Qui si dovrebbero trovare oltre ai dati già presenti altri dati statistici (tag più utilizzate, frequenza del posting, post più linkati, ecc.) che sono utili ad esempio per dedidere se sottoscrivere o meno un nuovo feed.

Poi un altro elemento essenziale sono i blog affini (per link, per tag, ecc) per cui guardando le schede dei blog che seguo posso trovare indicazioni essenziali su altri blog che possono interessarmi.

Affinità.

Ecco un elemento centrale del discorso, l’affinità un po’ sulla falsariga dei collegamenti di LinkedIn.

Ricerca.

Aumentare le funzionalità di ricerca con possibilità di limitare anche il campo di applicazione della stessa, ad esempio sul singolo blog o sul gruppo di blog affini ad uno dato.

Permalink.

Per i meme (testo, libri, video, mappe) prevedere anche un permalink per tenere traccia di quanto detto e per dare la possibilità a chiunque di linkare direttamente BlogBabel per recuperare le informazioni ed essere al contempo conteggiato.

BlogBabel è uno strumento eccezionale, purtroppo alcuni hanno cercato di abusarne, come di qualunque altro strumento.
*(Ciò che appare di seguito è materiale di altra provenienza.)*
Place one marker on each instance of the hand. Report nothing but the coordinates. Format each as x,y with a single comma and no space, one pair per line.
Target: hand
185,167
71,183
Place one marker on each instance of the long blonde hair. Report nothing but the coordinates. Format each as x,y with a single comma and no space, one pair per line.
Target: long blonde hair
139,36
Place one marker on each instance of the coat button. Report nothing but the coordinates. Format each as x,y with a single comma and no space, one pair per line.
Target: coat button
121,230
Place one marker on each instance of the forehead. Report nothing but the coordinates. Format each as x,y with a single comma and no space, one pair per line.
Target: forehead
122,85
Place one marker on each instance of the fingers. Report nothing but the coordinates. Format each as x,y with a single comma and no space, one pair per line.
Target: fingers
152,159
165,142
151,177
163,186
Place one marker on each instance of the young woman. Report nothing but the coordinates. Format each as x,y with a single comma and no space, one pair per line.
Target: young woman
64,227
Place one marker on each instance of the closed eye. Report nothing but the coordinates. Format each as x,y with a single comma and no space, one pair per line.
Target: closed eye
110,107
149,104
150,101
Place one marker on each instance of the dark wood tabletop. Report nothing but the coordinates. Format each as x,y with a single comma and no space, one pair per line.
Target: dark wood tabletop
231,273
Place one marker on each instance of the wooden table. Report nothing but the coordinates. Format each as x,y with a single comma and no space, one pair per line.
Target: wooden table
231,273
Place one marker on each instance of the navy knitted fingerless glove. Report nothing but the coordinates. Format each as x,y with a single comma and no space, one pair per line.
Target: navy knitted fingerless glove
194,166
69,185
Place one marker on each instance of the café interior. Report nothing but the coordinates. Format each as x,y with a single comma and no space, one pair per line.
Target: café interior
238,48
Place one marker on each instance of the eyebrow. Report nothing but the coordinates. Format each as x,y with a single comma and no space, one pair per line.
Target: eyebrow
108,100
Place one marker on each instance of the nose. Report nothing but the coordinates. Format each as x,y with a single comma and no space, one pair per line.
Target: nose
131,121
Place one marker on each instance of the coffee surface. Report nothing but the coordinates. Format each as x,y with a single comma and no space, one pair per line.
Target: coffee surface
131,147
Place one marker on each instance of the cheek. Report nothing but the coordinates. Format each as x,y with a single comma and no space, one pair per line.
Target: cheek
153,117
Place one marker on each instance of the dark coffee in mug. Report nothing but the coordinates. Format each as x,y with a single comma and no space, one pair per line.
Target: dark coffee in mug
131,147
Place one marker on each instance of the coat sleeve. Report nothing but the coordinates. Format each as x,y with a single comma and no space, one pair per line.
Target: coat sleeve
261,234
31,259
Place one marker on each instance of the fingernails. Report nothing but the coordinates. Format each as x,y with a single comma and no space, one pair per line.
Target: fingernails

La cancellazione di blog da BlogBabel non è certamente positiva perché comporterebbe una incompletezza delle informazioni, dunque deve essere evitata nel limite del possibile.

BlogBabel deve continuare a vivere e ad evolversi. Malgrado ad alcuni questo possa dar fastidio.

Penso di avervi già annoiato anche troppo con le mie teorie, ora torno a preparare l’arredamento della camera dei figli con l’Ikea Planner (di cui vi parlerò prossimamente) per andare a fare l’acquisto domani.

Pasqua 2008.

Fra 10 minuti esco dall’ufficio, e mi dedico alle ultime preparazioni per questa Pasqua.

Questa Quaresima è stata veramente molto quaresimale ed io non vedo l’ora che termini con la grande Veglia nella Notte di Pasqua.

Michele sta meglio e forse domani torna a casa, questa sì che sarebbe un ulteriore motivo di festa. Grazie veramente di cuore a tutti coloro che mi hanno contattato tramite i commenti e privatamente assicurandomi le loro preghiere, sono state accolte dal Signore e gradite da me.

In ogni caso qualora non mi leggeste nei prossimi giorni volevo augurare a tutti voi una Santa Pasqua.

Vestito nuovo.

Come vedete ho aggiornato un po’ l’aspetto del blog, non sono in grado di fare di meglio di così, con la grafica sono sempre stato una frana.

Sono pertanto alla ricerca di una brava persona che possa fare qualcosa di meglio.

Ovviamente non penso di poter limitarmi a ricompensare l’autore con un cartoccio di link o con l’eterna gratitudine. Magari.

Altrettanto ovviamente il blog non mi ha fatto diventare ricco e famoso fino ad ora ed altrettanto penso per il futuro. Peranto cerco comunque un intervento con una spesa molto moderata.

Se qualcuno ritiene di offrirsi o di avere qualcuno disposto ad offrirsi si faccia avanti. Oppure taccia per sempre.